Updated 20 Oct, 2025 07:56am
Digital rupee over crypto dollarisation?
Muazam Ali Tahir

As Pakistan gears up to regulate crypto and blockchain, with the creation of a United Arab Emirates-like Virtual Assets Regulatory Authority, a specific use case related to stablecoins — a unique form of digital currency — raises concerns. These concerns, amplified by recent stablecoin legislation adopted by the US, have also led the European Central Bank to fast-track its plans for a digital euro, according to a Financial Times report. Why? The threat of a local currency substitution, particularly dollarisation, in this case of increasingly popular stablecoins pegged to the dollar.
Humza Khan, Binance’s regional operations lead for the Middle East, North Africa and South Asia, said, “The main risks with stablecoin adoption in Pakistan relate to dollarisation and the potential impact on the country’s monetary policies.”

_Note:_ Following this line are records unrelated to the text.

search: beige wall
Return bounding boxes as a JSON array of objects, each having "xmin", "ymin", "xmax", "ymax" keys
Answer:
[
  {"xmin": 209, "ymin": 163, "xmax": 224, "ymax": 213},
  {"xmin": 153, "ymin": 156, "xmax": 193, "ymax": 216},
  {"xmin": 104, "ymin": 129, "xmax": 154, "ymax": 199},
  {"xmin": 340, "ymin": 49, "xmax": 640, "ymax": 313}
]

Mubariz Siddiqui, a legal expert and founder of Carbon Law, further added that the biggest issue that the central bank has is the “dollarisation of the economy”. Therefore, Pakistan now faces a critical policy question: can a central bank’s fiat digital currency provide resistance to this threat posed by centralised fiat-backed digital currencies to preserve the central bank’s authority and Pakistan’s monetary sovereignty?